Helical ORM Reflections
Well I've finished my diesel ORM implementation and naturally it took longer than expected. I'll highlight the challenges and some of the changes I made to the database, and some changes I'd like to make, within this post.
First I want to say that it's been hard to stay disciplined about just focusing on the ORM. I'm glad I've been vigilant about using timers and recording what I've actually done because I've definitely wasted time on unnecessary refactors. By writing down what I've done every hour or so, my wasted time can now be measured in hours instead of days.
This blog post will basically be a laundry list of challenges and observations.
Challenge: Limited ability to construct self joins
The first major challenge in my port was one I'd already dealt with in the Python/Pony implementation: constructing an arbitrary number of self joins.
Example problem. I have a parital database schema that looks something like this:
erDiagram
populations {
string id PK
}
populationGroups {
int id PK
}
hvocab {
string id PK
}
hscopes {
int id PK
string htype FK
string pop FK
int populationGroup FK
}
hscopes ||--|{ hvocab : type
hscopes ||--o| populationGroups: in
hscopes ||--o{ populations : over
The basic idea here is that the populations and hvocab tables contains the vocabularies of all the named populations I've encounted so far and the types of hypothesis relations HyPL supports (respectively). The former is allowed to grow with each program it encounters; the latter is frozen unless the developer (me) changes it. The populationGroups table is just a counter for population group identifiers. Suppose we have a HyPL code fragment corresponding to the hypothesis/relation, "A causes B with respect to the population of programs run over various machine states:"

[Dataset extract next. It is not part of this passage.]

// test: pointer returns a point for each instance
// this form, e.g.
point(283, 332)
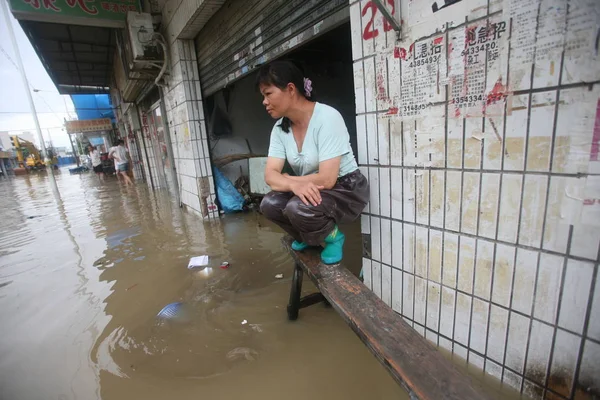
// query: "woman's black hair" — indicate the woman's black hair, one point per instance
point(280, 74)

(programid, mstate) A -> B
The Helical engine should then do the following
- Create new entries for
programidandmstatein thepopulationstable, if they do not already exist:INSERT OR IGNORE INTO populations(id) VALUES (programid), (mstate) - Check to see if there already exists a population group for this pair of populations:
SELECT DISTINCT t1.populationGroup FROM hscopes AS t1, hscopes AS t2 WHERE t1.pop = "programid" AND t2.pop = "mstate" AND t1.htype = "average" AND t2.htype = "average" AND t1.populationGroup = t2.populationGroup - If a population group does not exist, create a new one:
INSERT INTO populationGroups VALUES (NULL) - Let
$gidcorrespond to the population group id for the pair and add our data tohscopes:INSERT OR IGNORE INTO hscopes(htype, pop, populationGroup) VALUES ("average", "programid", $gid), ("average", "mstate", $gid)

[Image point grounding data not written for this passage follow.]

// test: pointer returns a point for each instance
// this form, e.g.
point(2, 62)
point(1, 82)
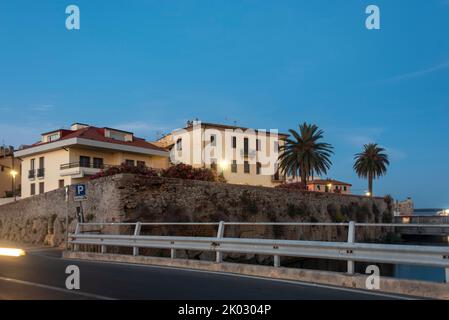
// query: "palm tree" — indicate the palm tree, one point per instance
point(303, 154)
point(371, 163)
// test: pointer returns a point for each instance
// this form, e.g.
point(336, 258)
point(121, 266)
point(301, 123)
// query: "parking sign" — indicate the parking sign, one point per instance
point(80, 192)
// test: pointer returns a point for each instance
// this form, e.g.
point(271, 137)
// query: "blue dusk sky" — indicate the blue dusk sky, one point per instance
point(148, 66)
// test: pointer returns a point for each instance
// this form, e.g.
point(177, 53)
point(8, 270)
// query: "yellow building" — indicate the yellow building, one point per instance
point(241, 155)
point(64, 157)
point(8, 165)
point(329, 185)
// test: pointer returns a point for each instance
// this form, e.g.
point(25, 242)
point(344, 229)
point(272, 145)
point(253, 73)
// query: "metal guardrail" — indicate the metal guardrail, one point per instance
point(350, 251)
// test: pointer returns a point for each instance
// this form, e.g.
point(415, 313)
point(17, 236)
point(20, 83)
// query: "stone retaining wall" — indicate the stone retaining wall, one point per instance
point(126, 197)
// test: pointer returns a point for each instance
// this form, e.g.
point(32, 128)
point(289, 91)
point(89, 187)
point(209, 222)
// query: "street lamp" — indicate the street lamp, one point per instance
point(14, 174)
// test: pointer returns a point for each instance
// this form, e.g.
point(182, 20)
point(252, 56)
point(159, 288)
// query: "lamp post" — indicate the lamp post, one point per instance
point(14, 174)
point(223, 166)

While steps 1, 3, and 4 are all possible with fairly straightforward Diesel queries, we run into issues with step 2. While it is possible to express the exact instantiation of step 2 in Diesel, we need to know the exact number of tables to alias statically. If we know we always have exactly two populations in every program, we can use the alias! macro to execute our self join:
alias!(crate::schema::hscopes as t1, crate::schema::hscopes as t1)

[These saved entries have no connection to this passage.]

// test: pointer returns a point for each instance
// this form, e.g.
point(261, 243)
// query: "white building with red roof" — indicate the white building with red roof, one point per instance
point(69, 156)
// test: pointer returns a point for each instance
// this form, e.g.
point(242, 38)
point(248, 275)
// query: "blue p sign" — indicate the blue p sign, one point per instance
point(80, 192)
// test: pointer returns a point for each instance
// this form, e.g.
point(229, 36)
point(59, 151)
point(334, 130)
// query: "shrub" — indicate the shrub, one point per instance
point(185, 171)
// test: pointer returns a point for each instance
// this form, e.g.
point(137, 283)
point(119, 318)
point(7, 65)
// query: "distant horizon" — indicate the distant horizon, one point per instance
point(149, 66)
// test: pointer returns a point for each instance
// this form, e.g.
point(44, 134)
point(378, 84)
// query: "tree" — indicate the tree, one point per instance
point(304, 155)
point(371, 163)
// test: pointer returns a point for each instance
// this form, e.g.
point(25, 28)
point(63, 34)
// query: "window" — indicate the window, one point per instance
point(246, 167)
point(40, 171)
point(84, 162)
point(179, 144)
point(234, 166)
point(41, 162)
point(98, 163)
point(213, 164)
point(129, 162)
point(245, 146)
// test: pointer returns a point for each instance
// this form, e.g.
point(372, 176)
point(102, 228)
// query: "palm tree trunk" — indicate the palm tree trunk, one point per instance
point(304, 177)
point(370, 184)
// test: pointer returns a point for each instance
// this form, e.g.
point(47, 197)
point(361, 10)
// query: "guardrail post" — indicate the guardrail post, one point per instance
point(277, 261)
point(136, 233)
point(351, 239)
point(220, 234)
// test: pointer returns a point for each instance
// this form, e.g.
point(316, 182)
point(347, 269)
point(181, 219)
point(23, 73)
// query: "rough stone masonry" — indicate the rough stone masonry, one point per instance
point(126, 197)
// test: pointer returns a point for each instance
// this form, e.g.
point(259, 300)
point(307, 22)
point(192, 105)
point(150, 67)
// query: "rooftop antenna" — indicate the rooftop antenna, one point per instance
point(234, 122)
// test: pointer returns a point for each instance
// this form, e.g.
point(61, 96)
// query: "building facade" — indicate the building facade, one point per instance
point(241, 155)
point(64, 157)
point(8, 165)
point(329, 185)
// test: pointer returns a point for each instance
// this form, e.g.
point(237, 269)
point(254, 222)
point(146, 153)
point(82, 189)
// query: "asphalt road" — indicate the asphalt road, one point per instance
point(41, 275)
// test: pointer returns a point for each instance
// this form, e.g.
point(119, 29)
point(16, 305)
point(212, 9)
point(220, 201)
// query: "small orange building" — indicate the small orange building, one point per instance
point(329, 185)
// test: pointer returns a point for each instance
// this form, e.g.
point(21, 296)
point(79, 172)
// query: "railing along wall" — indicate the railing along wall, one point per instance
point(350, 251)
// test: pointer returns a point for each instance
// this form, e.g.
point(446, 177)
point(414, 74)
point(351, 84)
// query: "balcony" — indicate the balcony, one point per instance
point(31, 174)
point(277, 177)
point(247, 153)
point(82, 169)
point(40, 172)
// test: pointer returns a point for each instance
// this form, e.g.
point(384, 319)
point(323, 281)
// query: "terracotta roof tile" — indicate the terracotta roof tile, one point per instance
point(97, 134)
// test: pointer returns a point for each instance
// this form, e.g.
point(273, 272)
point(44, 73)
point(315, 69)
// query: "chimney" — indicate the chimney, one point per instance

However, the HyPL syntax permits us to have an arbitrary number of populations, which means we need to support an arbitrary number of self-joins. This is simply not possible in Diesel (nor in any other ORM I've come across).
There are three approaches I considered to resolve this issue:
- Perform one database call and load the entire
hscopestable into memory. - Perform multiple database calls.
- Leveraging the fact that I rarely expect to see more than two popualations in a single hypothesis, branch on the number of populations and use the
alias!macro to perform one database call. This means we will throw an error the first time we encounter more than two populations.
I excluded options 1 and 3 for the following reasons:
- I expect the
hscopestable to eventually grow to be quite large, so the reduced calls to the database seem short-sighted. - If I were to load all of the
hscopestable into memory, I'd prefer to do so only once for the entirety of the execution of the program, rather than once for each call to store thehscopedata. This would require a refactor to my approach, which would include a mutable global data structure. This seemed like unnecessary overhead for something I'm not even sure would be an improvement. - Branching and using
alias!would lead to repeated code and more opportunities for errors to creep in, especially as I extend the cases to cover larger tuples of populations.
My option 2 approach implemented the following algorithm:
- Select all of the group ids in
hscopesassociated with the first population. - Then, using this set of group ids, select all entries in
hscopesthat had apopulationGroupin the set of values extracted in step 1. - Chunk the returned data by group id.
- For each chunk, create a hashset of populations and test to see if that set is equal to the set of populations we are looking for. If we find an equal set, return the associated group id.
The above approach issues exactly two calls to the database. In the worst case, we would hold the entirety of the hscopes table in memory, but that would only occur if the first population appeared in every population group. In that case, the size of the hscopes table is bounded by \(|\texttt{populations}|^{m}\), where \(m\) is the max tuple size and \(|\texttt{populations}|\) is the size of the populations table.1 That said, I expect this to be a degenerate scenario and for the memory requirements to be fairly small.
There are several other similar relations in the schema, so coming up with a solution to this problem was important!
Observation: Additional structs turned out to be unnecessary
One of the things I did not care for in my initial exploration of Diesel was how they advocated buildng out several additional structs. With the database in Categorical Normal Form, it turned out that most tables ended up having very few attributes. Most of what I needed to return was a chain of primary keys. Therefore, I ended up dropping most of the auxiliary structs I'd made at the outset. In the end, I only ended up with a handful of structs for tables that were involved in the self-join problem above.
Observation: Testing was easy
I won't go into this much, but I remember it taking some effort to set up the in-memory database for using Pony with Pytest. I had no issues with Rust: I just created a new struct for the test database that each test function handled, where all of the clean up was handled seamlessless on drop. I also feel like I always encounter some issue with test discoverability or running only a subset of tests in Pytest; I've never had any issues with Cargo.
Minor Challenge or Major Lift?: Typing constraints
For the most, Rust's type system and Diesel's mapping made coding far easier than in Python (what I was looking for!). Most of the errors I encountered were when I forgot the underlying column was nullable. In fact, I found that the type system allowed me to debug the underlying schema far more easily than in Python/Pony.
My biggest annoyance was a lack of proper union types. However, I found that in every single case where I used a union type in Python, it was due to a change in design decision that I told myself I'd propagate later. That is: the ability to annotate types as Unions with mypy actually created more subtle bugs that I only caught on the port.
Concluding remarks
Diesel ended up being quite easy to use, even if it was a little verbose. Since I had some common query patterns, I wrote some macros to help clean up the core logic. All in all, it was actually a fun refactoring experience!
-
My reasoning: assume that \(pop_1\) is in every population group. Then there is one entry for the singleton group (\(1\leq \texttt{populations}^{0}\)), plus at most \(|\texttt{populations}|-1\) entries for 2-tuples (\(|\texttt{populations}|-1 \leq |\texttt{populations}|^{1}\)), etc. ↩